GPT-2 Generates Biased Texts
PS6-1
Presented by: Charles 1, William Marx
How should researchers create placebo conditions in survey experiments? A recent paper by Porter and Velez recommends that researchers should use automated processes to construct a corpus of related placebo conditions, which are then randomly sampled from during survey implementation. While we agree with their general recommendation, we suggest that researchers use caution if they employ the tool Porter and Velez recommend for placebo construction, OpenAI’s semi-supervised language model GPT-2. Through a series of simulations, we conduct the largest assessment yet of GPT-2’s biases by measuring the sentiment of 1,083,750 potential placebos generated across 4,335 unique seed phrases. We show that the polarities of placebos vary tremendously across seed phrases based on the race/ethnicity, gender, sexual and religious orientation, political affiliation and ideology, or state or territory demonym included in them.
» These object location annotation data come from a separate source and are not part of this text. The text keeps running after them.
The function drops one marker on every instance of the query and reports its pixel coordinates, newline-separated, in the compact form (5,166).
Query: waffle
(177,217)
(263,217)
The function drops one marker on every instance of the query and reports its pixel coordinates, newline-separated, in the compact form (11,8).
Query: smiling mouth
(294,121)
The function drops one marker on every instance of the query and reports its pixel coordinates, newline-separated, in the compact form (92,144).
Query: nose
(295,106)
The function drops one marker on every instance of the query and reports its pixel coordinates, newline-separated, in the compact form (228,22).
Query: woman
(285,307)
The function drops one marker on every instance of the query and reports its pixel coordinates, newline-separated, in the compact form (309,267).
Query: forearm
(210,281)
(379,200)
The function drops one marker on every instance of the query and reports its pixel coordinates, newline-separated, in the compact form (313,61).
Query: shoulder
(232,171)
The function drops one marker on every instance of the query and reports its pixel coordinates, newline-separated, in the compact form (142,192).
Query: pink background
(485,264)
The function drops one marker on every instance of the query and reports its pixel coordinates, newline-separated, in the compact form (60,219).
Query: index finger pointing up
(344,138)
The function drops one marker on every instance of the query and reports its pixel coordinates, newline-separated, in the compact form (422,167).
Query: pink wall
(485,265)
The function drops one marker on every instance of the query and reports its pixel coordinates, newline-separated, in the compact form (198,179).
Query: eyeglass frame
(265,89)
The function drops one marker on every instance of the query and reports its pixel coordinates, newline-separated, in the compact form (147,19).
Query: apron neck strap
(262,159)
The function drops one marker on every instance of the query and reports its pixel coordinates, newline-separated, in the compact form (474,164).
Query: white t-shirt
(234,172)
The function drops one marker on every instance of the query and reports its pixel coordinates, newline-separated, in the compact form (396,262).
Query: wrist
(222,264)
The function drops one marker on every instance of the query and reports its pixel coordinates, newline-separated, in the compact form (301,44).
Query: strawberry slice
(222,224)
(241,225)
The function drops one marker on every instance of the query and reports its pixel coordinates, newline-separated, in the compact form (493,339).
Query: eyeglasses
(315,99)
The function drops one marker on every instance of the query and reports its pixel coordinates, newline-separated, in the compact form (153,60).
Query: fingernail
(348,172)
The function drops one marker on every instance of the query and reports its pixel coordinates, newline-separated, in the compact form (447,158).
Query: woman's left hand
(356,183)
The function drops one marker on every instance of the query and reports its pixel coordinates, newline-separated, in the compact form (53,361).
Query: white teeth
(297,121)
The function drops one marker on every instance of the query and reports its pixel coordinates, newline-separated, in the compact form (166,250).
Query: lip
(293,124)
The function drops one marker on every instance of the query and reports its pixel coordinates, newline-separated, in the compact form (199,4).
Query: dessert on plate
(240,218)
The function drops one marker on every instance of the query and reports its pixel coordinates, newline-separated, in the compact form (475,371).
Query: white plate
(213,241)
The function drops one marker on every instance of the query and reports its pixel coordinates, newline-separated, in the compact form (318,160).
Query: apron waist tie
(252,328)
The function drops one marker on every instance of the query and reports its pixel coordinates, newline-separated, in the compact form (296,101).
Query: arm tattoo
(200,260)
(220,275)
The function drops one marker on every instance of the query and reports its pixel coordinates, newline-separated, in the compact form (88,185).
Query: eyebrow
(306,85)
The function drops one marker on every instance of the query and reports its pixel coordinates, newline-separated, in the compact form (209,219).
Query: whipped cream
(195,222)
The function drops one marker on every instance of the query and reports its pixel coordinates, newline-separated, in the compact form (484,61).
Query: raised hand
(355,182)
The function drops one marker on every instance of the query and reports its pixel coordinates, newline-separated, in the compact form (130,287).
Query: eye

We also show considerable heterogeneity in the substance of placebos across seed phrases. Comparing our results to a similar analysis of the text corpus used to train GPT-2, we find that the language model does not just learn to reproduce biases in source material, but also creates its own. Taken together, our findings suggest that researchers should exercise great caution in using GPT-2 as an agnostic approach to generating placebos — particularly for identity-focused experiments. Finally, we offer a Google Colaboratory notebook to mitigate the effects of these biases and provide best practice recommendations for automatic placebo generation.